L’episodio avvenuto tra San Vito di Cadore e Vodo di Cadore continua a far discutere e a sollevare interrogativi che vanno oltre il singolo fatto di cronaca. Una vicenda che tocca temi delicati come il senso di responsabilità, l’umanità nei gesti quotidiani e il peso delle decisioni prese in pochi istanti.
A distanza di giorni, mentre l’indignazione non si è ancora spenta, arriva la voce diretta dell’autista coinvolto. Salvatore Russotto, 61 anni, ha deciso di raccontare la propria versione dei fatti in un’intervista, mostrando un pentimento che lui stesso definisce profondo e doloroso.
Un minuto che ha scatenato una bufera

Tutto si è consumato in poco più di un minuto. Un bambino di 11 anni, appena uscito da scuola, era salito sull’autobus per rientrare a casa in una giornata segnata da neve e disagi. In mano aveva un biglietto da 2,50 euro che però non risultava valido per quella tratta.
L’autista gli avrebbe spiegato che era necessario pagare con il bancomat oppure avere un abbonamento, attenendosi alle regole aziendali. Dopo quel breve scambio, il bambino è sceso dal mezzo ed è rimasto fermo sotto la neve, una scena ripresa e rapidamente diffusa sui social.
“Seguivo le direttive, ma ho sbagliato”
In un primo momento, Russotto aveva giustificato il proprio comportamento richiamando le disposizioni ricevute: “L’azienda ci aveva detto di far scendere chiunque non avesse un titolo di viaggio valido”.
Con il passare delle ore, però, quella spiegazione ha lasciato spazio a una riflessione più profonda. L’autista ha ammesso di non aver valutato adeguatamente l’età del passeggero: “Non ci avevano dato indicazioni specifiche sui minorenni. Sono mortificato, ho commesso un grave errore”.
Il rimorso e le scuse pubbliche
Nel suo racconto emerge con forza il peso emotivo di quanto accaduto. “Mi fa male il cuore”, ha dichiarato, spiegando di non essere riuscito a dormire dopo l’accaduto. “Chiedo scusa al bambino e alla sua famiglia”.
Col senno di poi, ammette che avrebbe agito diversamente: “A mente fredda gli avrei pagato io il biglietto piuttosto che sapere un bambino da solo nella neve”. Parole che segnano una presa di coscienza arrivata quando la tensione del momento si è dissolta.
Lo stress e il crollo emotivo
Secondo la ricostruzione dell’autista, quella mattina era caratterizzata da un forte stress: strade difficili, ritardi, traffico e condizioni meteo avverse.
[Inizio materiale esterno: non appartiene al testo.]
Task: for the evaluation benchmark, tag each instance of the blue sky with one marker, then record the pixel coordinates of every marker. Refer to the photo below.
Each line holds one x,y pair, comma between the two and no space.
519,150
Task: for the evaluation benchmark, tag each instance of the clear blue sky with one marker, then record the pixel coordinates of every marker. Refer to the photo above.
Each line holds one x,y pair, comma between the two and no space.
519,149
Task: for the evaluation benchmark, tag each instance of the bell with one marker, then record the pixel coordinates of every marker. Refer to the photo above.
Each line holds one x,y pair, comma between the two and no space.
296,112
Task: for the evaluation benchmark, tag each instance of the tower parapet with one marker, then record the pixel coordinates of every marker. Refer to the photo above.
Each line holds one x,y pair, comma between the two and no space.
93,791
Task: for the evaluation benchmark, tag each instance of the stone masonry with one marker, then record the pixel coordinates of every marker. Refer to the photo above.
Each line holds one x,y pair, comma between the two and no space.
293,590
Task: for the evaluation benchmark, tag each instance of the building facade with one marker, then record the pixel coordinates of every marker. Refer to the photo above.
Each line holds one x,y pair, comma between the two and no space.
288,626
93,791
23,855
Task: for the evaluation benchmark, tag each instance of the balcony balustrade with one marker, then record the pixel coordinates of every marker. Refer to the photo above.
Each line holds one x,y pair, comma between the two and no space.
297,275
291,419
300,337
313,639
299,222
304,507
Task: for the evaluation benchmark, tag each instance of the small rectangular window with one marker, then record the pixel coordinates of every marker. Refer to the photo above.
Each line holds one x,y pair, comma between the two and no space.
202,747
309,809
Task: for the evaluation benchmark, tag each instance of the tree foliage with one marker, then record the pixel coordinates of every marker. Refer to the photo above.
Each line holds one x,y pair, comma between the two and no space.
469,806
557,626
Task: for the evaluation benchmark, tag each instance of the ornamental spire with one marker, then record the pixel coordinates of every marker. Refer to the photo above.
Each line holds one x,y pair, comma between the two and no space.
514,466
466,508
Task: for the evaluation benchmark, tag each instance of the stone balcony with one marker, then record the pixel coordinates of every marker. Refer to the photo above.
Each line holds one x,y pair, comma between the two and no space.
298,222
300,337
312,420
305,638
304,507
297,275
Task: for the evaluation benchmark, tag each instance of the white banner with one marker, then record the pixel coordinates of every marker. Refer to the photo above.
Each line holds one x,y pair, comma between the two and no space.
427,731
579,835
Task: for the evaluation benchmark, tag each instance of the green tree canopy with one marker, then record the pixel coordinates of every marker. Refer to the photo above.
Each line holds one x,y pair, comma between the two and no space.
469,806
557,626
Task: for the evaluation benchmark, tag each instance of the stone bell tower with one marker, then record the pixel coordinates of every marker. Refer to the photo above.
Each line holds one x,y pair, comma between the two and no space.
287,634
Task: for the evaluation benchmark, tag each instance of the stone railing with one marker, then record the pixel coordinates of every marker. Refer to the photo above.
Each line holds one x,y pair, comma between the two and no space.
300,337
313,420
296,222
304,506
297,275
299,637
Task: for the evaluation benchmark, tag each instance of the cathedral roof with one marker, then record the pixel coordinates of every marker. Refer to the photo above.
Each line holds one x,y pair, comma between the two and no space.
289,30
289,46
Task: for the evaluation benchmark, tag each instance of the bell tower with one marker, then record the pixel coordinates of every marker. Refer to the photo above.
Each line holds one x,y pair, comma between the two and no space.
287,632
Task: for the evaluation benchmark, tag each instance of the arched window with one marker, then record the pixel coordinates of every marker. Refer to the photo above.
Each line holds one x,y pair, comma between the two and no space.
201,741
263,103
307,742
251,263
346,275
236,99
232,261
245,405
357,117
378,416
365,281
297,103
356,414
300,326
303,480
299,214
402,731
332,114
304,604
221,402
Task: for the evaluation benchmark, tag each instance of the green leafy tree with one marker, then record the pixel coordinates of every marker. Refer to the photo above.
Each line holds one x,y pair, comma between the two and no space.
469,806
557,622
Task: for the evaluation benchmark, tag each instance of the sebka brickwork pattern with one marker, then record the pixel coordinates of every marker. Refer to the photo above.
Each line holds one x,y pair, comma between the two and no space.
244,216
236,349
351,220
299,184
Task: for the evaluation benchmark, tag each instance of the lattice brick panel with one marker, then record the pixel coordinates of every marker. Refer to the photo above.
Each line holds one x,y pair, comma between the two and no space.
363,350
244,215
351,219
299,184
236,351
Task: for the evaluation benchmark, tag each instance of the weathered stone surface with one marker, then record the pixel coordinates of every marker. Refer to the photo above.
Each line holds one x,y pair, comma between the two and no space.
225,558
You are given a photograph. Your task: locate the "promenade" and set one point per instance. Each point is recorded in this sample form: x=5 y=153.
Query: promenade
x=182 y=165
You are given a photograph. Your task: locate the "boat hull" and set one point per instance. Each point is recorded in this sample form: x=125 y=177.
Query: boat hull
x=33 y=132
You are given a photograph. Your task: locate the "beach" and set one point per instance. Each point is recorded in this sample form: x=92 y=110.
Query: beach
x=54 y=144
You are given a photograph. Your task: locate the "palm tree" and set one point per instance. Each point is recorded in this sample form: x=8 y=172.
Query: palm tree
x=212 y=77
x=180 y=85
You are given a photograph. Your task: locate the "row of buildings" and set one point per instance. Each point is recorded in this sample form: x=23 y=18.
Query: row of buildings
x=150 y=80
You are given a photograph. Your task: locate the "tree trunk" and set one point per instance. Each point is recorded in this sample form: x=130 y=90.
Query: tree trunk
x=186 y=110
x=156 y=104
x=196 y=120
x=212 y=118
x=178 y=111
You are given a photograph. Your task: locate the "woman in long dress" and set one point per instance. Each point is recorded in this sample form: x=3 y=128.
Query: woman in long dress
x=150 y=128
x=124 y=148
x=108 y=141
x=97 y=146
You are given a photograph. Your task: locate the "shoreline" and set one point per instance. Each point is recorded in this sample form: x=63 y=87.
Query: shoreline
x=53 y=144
Russotto racconta anche di essere stato insultato da un passeggero per il ritardo, con frasi dal tono discriminatorio legate al suo accento.
Mentre una donna riprendeva la scena con il cellulare, la situazione sarebbe degenerata fino a un vero crollo emotivo. “Avevo le gambe che tremavano”, ha spiegato, aggiungendo di aver contattato il proprio responsabile per segnalare di non riuscire più a proseguire il servizio.
“Accetterò tutte le conseguenze”
Nonostante le attenuanti legate al contesto, Salvatore Russotto non cerca giustificazioni finali. Anzi, conclude il suo racconto con una presa di responsabilità netta: “Per quanto accaduto, accetterò tutte le conseguenze”.
Una frase che chiude una vicenda nata in pochi secondi, ma destinata a lasciare un segno profondo nella comunità e nella coscienza di chi, quel giorno, si è trovato a dover scegliere e ha scelto nel modo sbagliato.